The electrical energy generated by local renewable energy system 10 may alternatively or additionally be fed through grid meter 26 to electrical grid 30, which is an interconnected network for delivering electrical energy to various consumers. If the local renewable energy system 10 is not able to generate enough electrical energy to adequately meet the needs of the home 18 or the charging station 22, the electrical grid 30 may provide electrical energy to the home 18 or the charging station 22. In some examples, the power grid 30 is referred to as mains supplied power, grid power, or wall power.

In the exemplary embodiment, power grid 30 is operated by a utility company.
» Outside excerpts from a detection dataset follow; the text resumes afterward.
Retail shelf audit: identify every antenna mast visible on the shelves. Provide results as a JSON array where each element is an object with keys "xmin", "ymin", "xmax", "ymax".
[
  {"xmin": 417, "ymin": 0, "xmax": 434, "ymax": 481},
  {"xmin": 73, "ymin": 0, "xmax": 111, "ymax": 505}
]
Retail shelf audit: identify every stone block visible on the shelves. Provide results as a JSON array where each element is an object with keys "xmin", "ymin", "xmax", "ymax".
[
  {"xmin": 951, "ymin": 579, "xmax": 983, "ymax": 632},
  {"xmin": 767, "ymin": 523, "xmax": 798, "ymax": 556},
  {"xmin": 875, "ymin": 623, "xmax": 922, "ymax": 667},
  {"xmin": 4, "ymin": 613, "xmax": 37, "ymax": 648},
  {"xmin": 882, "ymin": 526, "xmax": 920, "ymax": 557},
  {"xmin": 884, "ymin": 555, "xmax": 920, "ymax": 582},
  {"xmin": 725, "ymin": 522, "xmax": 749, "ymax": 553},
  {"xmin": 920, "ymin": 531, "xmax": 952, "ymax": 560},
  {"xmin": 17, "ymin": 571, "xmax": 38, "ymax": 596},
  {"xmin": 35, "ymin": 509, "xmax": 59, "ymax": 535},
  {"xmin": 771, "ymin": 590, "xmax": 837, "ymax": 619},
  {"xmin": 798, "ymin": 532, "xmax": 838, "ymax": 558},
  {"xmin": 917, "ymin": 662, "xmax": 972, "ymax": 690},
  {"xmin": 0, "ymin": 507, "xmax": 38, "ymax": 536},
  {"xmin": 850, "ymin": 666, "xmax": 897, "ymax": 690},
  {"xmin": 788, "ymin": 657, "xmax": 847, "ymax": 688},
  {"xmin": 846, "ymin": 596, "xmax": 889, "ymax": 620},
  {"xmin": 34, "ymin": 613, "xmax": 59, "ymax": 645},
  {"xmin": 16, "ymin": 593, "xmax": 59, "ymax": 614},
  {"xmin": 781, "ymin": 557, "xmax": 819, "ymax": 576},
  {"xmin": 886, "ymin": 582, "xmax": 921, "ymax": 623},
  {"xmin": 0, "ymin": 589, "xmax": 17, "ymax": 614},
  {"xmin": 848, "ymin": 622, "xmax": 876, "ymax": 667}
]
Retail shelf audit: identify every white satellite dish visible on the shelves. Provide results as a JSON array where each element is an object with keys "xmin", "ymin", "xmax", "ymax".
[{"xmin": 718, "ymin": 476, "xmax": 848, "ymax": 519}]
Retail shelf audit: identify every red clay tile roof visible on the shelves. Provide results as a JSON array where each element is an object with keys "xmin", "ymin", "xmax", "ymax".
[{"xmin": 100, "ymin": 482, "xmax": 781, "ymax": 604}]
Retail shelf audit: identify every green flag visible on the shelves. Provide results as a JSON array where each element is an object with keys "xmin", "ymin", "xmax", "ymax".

A plurality of power plants 34 may generate electrical power for the power grid 30. To produce electrical energy, the power plant 34 may include an electrical generator driven by a heat engine that is fueled by burning fossil fuel, nuclear fission, flowing water, or wind. When driven, the generator produces electrical energy. In some examples, the power plant 34 may alternatively or additionally generate electrical energy from geothermal or solar energy sources.

The power grid 30 is not a local renewable energy system at least because the power grid 30 relies on a power plant 34 that is remote from the home 18, is controlled by a power utility company, and delivers electrical energy to many consumers. The local renewable energy system may be owned, maintained and operated by a consumer, while the electric utility company may own, maintain and operate the grid.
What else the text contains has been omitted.